Prince Charles said at the Sustainable Finance Roundtable, in Ottawa May 2022:

‘To help put ourselves on a more, what I can only describe as ‘war-like-footing’ in order to meet all these immense challenges. […] Governments alone simple do not have the trillions of dollars required to reach our stated climate, biodiversity, and SDG targets. And now, after endless procrastination, time is running out. With trillions of dollars in assets, the private sector and private finance hold the ultimate key to our success. And I can assure you they are looking to be part of the solution both in developed and emerging economies.’

This is not charity. For the Prince and the Crown, it is big business with ‘Net Zero’ renewables technology – particularly in wind farms – raking in hundreds of millions of pounds despite complaints about it destroying habitats and endangered species.

During his speech at the opening of COP26 in Glasgow, the Prince demanded a global price on carbon and insisted that ‘after billions of years of evolution, Nature is our best teacher – in this regard, restoring Natural Capital, accelerating Nature-based solutions and leveraging the circular bioeconomy will be vital to our efforts’.

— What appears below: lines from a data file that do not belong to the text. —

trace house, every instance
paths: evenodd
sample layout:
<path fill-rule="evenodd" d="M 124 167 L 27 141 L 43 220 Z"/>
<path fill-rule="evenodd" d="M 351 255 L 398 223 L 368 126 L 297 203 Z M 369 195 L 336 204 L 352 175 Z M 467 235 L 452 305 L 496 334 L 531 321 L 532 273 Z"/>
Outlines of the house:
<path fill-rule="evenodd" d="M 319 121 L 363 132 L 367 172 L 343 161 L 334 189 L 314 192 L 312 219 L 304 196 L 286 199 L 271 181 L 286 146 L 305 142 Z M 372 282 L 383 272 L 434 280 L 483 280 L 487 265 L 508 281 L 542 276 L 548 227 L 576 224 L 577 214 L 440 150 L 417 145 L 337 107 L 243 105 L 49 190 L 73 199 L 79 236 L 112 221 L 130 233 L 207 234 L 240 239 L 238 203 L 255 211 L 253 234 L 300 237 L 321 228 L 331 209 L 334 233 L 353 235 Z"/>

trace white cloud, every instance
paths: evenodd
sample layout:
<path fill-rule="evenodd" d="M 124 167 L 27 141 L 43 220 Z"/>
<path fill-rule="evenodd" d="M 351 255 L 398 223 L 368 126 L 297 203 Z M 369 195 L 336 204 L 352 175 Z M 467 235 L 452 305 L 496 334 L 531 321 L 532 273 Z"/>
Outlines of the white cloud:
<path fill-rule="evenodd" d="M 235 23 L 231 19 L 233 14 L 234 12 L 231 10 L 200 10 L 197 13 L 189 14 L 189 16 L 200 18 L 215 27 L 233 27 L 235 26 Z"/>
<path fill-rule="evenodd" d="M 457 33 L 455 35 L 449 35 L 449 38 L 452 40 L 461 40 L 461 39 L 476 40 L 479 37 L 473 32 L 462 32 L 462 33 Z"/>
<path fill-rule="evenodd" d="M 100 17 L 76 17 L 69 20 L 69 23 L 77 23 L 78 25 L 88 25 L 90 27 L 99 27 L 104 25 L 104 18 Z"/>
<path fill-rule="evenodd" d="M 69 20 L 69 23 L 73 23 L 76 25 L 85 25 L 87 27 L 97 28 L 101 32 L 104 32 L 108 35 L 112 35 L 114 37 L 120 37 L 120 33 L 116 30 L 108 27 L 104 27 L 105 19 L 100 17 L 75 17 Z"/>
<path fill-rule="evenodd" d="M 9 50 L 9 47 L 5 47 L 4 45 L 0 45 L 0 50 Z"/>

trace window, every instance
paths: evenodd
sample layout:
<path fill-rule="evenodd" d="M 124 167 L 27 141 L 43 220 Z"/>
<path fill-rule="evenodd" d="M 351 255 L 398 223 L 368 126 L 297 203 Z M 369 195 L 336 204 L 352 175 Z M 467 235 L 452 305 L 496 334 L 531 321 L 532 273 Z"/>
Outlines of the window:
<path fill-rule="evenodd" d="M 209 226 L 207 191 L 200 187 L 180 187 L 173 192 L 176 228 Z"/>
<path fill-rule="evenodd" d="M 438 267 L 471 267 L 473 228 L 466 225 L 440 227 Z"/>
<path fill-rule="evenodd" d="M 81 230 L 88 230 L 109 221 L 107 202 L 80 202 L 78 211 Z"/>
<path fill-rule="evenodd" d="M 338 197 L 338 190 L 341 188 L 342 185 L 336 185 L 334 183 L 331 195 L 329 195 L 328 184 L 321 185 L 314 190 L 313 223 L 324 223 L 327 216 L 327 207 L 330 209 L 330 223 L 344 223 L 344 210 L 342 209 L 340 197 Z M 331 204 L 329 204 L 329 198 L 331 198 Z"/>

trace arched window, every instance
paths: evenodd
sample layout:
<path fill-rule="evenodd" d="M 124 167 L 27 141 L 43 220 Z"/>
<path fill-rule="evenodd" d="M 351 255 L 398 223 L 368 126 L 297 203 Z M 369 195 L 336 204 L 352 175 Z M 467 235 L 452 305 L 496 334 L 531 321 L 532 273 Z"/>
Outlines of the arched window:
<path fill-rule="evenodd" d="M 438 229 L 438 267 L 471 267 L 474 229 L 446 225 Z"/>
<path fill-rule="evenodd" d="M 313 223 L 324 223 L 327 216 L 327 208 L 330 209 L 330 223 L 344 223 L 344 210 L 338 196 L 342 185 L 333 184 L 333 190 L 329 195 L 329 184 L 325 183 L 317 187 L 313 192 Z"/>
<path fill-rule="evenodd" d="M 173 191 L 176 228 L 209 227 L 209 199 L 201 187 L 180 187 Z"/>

He must have missed the history lesson where Nature is the biggest mass-murder of all, erasing life and resetting ecosystems with a scorched earth approach and ‘Net Zero’ interest in the survival of life. If we are going to talk in ‘facts’ the fact is that Nature is an amoral entity with no opinion on our survival that has been deified by bureaucrats that live in climate-controlled palaces. The Earth’s geological systems are cataclysmic and frequently bring about mass extinctions. Life uses the basic evolutionary and competitive principles of market capitalism to survive where diversity, merit, and self-interest generate infinite solutions to the problem of survival.

If the Prince wishes to learn from Nature, the lesson is that capitalism – not thinly-veiled socialism – is the answer to a better world. This requires returning market power to the people and stripping international bureaucracies, billionaires, bankers, and bored royalty of their regulatory power over the masses.

As Spectator Australia Editor Rowan Dean said last weekend on Outsiders:

‘Ask Boris Johnson. Ask Scott Morrison. Ask Naftali Bennett. All three Prime Ministers betrayed their conservative base by trotting off to grovel at the globalists in Glasgow during the COP26 Climate Change conference and all three Prime Ministers within eight months have been unceremoniously booted out of office. Three supposedly conservative careers that ended in ignominy. There’s a sharp warning there to all centre-right political leaders. Betray your base and pander to the climate cult at your peril. The ‘curse of COP’ will bring you crashing down.’ 

Prince Charles’ base of supporters are conservatives. His betrayal won’t change a government, but it could destroy our political system in its entirety.